Multiple sets of features for automatic genre classification of web documents

  • Authors:
  • Chul Su Lim;Kong Joo Lee;Gil Chang Kim

  • Affiliations:
  • Division of Computer Science, Department of EECS, KAIST, 373-1 Kusong-dong, Yusong-gu, Taejon 305-701, South Korea;School of Computer and Information Technology, KyungIn Women's College, 101 Kyesan-dong, Gyeyang-gu, Incheon 407-740, South Korea;Division of Computer Science, Department of EECS, KAIST, 373-1 Kusong-dong, Yusong-gu, Taejon 305-701, South Korea

  • Venue:
  • Information Processing and Management: an International Journal
  • Year:
  • 2005

Quantified Score

Hi-index 0.00

Visualization

Abstract

With the increase of information on the Web, it is difficult to find desired information quickly out of the documents retrieved by a search engine.

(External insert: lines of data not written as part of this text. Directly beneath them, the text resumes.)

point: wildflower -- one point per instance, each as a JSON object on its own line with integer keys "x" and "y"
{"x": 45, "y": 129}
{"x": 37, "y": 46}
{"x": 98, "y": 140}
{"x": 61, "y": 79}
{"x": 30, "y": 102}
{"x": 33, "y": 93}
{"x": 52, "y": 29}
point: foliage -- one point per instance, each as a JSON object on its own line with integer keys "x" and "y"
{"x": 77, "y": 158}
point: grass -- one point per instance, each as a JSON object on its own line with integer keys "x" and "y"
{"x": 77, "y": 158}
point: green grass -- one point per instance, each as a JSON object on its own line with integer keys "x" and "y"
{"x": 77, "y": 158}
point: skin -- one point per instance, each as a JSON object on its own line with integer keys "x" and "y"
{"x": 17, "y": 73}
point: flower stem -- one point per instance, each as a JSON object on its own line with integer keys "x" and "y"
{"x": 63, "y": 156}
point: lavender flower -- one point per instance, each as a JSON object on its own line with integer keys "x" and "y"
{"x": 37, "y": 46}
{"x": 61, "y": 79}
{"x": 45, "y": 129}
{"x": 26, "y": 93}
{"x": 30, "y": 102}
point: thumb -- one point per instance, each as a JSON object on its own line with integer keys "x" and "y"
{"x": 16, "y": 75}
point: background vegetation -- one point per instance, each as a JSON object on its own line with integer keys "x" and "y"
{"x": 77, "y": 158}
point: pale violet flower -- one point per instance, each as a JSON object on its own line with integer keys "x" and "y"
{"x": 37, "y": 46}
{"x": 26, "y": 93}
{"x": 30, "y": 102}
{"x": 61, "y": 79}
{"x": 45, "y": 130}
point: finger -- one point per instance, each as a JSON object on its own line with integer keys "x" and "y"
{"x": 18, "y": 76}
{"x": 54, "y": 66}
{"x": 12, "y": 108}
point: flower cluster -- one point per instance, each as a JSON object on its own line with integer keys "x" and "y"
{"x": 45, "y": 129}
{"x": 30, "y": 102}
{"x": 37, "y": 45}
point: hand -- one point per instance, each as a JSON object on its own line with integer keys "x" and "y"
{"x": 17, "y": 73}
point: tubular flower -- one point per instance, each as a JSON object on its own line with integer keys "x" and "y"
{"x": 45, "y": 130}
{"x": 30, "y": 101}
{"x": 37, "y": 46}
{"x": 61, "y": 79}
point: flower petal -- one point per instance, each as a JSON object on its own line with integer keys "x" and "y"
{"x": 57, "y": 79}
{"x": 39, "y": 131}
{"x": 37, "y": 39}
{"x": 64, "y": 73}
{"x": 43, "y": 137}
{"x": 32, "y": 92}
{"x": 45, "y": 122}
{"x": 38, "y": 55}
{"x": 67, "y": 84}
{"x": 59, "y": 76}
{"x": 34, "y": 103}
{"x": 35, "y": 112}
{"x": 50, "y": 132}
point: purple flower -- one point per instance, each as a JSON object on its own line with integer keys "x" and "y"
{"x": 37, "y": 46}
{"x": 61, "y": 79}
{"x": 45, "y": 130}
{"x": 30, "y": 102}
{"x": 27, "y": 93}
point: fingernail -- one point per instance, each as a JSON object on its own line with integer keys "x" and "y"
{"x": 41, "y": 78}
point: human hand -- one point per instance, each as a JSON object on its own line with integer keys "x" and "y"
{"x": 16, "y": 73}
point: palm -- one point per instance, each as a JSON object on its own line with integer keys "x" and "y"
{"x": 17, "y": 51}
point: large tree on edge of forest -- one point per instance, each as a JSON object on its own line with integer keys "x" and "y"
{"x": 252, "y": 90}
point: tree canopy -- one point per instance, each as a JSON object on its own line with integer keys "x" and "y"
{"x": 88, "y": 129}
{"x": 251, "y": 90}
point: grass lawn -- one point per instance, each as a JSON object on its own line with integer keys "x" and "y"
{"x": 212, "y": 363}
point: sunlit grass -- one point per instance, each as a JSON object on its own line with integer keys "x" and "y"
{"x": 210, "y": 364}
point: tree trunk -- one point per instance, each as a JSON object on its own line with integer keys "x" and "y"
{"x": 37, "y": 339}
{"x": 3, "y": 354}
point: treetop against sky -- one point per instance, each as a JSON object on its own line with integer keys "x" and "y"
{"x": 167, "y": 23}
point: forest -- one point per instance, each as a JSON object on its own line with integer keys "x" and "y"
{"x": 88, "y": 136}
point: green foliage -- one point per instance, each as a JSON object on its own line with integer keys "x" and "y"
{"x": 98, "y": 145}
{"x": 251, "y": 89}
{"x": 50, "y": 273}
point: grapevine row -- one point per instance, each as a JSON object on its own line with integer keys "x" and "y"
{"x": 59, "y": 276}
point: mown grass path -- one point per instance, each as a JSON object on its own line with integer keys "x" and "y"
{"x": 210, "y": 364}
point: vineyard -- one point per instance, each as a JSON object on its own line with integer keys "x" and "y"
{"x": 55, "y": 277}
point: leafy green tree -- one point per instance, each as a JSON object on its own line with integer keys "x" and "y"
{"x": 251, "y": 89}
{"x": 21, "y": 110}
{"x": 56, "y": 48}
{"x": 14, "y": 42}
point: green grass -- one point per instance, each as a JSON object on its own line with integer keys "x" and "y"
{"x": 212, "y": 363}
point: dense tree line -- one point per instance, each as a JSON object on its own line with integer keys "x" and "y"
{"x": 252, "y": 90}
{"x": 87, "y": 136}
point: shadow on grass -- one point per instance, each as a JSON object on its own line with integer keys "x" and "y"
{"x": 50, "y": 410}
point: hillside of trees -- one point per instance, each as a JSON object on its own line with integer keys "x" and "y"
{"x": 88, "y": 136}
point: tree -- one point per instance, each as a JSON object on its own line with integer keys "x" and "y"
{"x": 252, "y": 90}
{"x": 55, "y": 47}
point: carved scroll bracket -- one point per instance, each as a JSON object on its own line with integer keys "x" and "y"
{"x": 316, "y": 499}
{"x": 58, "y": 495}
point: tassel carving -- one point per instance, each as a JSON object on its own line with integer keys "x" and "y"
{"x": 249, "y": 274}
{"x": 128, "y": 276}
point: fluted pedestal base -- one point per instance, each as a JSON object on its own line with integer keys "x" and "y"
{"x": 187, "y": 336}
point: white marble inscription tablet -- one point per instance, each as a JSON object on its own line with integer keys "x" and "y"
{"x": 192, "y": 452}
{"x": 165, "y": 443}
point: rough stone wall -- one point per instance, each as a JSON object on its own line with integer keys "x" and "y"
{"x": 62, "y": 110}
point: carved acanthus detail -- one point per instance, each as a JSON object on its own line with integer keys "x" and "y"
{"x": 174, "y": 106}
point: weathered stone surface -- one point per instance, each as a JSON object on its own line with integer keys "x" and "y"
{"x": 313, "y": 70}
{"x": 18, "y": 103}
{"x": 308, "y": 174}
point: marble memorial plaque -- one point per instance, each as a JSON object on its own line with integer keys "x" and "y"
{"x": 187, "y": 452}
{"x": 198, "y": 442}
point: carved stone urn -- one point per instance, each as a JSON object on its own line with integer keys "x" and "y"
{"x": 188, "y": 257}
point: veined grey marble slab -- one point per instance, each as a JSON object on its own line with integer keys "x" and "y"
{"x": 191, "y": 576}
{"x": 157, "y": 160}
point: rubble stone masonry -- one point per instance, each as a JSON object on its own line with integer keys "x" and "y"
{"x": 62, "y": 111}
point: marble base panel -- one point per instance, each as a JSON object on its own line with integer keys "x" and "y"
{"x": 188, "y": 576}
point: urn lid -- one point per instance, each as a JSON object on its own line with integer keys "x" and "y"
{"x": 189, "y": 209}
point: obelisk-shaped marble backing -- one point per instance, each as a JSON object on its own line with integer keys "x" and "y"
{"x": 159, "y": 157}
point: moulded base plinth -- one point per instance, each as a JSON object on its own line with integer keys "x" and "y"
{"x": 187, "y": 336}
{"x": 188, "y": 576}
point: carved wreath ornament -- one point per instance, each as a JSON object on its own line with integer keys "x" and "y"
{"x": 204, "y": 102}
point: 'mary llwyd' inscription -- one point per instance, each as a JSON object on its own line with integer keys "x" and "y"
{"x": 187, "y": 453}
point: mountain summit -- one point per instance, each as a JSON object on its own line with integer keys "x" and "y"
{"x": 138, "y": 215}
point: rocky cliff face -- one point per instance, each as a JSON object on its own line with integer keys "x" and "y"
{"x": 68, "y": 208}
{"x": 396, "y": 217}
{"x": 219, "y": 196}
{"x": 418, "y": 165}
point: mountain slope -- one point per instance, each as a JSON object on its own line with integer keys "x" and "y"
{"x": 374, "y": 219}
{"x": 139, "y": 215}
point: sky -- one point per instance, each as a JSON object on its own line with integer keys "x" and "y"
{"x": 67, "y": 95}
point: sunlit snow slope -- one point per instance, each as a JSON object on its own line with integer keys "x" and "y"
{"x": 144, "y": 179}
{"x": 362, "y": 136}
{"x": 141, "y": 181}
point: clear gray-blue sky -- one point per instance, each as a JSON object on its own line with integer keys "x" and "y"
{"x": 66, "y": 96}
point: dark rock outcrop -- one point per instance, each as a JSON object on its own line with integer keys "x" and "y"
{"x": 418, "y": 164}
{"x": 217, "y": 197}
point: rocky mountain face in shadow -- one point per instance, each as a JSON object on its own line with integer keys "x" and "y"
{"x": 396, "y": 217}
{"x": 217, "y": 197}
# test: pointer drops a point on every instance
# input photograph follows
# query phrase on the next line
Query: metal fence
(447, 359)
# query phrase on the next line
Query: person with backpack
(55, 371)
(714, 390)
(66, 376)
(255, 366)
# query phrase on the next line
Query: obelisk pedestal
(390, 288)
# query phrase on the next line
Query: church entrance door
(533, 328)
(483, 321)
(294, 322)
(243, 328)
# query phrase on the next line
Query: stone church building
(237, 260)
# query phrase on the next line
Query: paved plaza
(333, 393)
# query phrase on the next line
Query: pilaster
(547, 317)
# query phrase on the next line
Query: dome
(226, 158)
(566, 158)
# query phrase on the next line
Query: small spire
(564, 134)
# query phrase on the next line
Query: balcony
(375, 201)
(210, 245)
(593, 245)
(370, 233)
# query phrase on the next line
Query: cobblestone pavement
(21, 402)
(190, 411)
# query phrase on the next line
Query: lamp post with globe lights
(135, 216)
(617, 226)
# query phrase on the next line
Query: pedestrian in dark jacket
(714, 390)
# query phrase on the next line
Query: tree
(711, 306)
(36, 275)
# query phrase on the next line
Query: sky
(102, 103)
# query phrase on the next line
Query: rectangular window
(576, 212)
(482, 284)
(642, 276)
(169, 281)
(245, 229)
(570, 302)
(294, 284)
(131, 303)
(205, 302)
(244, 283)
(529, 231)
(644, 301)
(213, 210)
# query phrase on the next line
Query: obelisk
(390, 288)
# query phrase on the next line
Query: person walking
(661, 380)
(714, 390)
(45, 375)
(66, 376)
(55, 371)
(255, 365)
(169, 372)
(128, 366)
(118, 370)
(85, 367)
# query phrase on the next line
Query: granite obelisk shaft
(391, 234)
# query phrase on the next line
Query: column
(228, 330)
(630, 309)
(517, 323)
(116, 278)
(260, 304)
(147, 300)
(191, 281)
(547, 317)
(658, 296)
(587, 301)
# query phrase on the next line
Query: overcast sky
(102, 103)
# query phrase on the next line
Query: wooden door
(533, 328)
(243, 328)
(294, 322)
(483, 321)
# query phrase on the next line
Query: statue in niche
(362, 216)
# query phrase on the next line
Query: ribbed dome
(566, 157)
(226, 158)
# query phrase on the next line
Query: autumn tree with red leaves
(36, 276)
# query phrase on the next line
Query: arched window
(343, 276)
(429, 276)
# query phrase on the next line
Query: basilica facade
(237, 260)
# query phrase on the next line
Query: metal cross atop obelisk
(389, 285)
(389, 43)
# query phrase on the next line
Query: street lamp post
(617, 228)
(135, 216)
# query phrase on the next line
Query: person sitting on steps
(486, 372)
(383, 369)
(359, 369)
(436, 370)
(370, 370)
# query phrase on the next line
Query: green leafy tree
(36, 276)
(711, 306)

One way to solve this problem is to classify web documents according to various criteria. Most document classification has been focused on a subject or a topic of a document. A genre or a style is another view of a document different from a subject or a topic. The genre is also a criterion to classify documents. In this paper, we suggest multiple sets of features to classify genres of web documents. The basic set of features, which have been proposed in the previous studies, is acquired from the textual properties of documents, such as the number of sentences, the number of a certain word, etc. However, web documents are different from textual documents in that they contain URL and HTML tags within the pages. We introduce new sets of features specific to web documents, which are extracted from URL and HTML tags. The present work is an attempt to evaluate the performance of the proposed sets of features, and to discuss their characteristics. Finally, we conclude which is an appropriate set of features in automatic genre classification of web documents.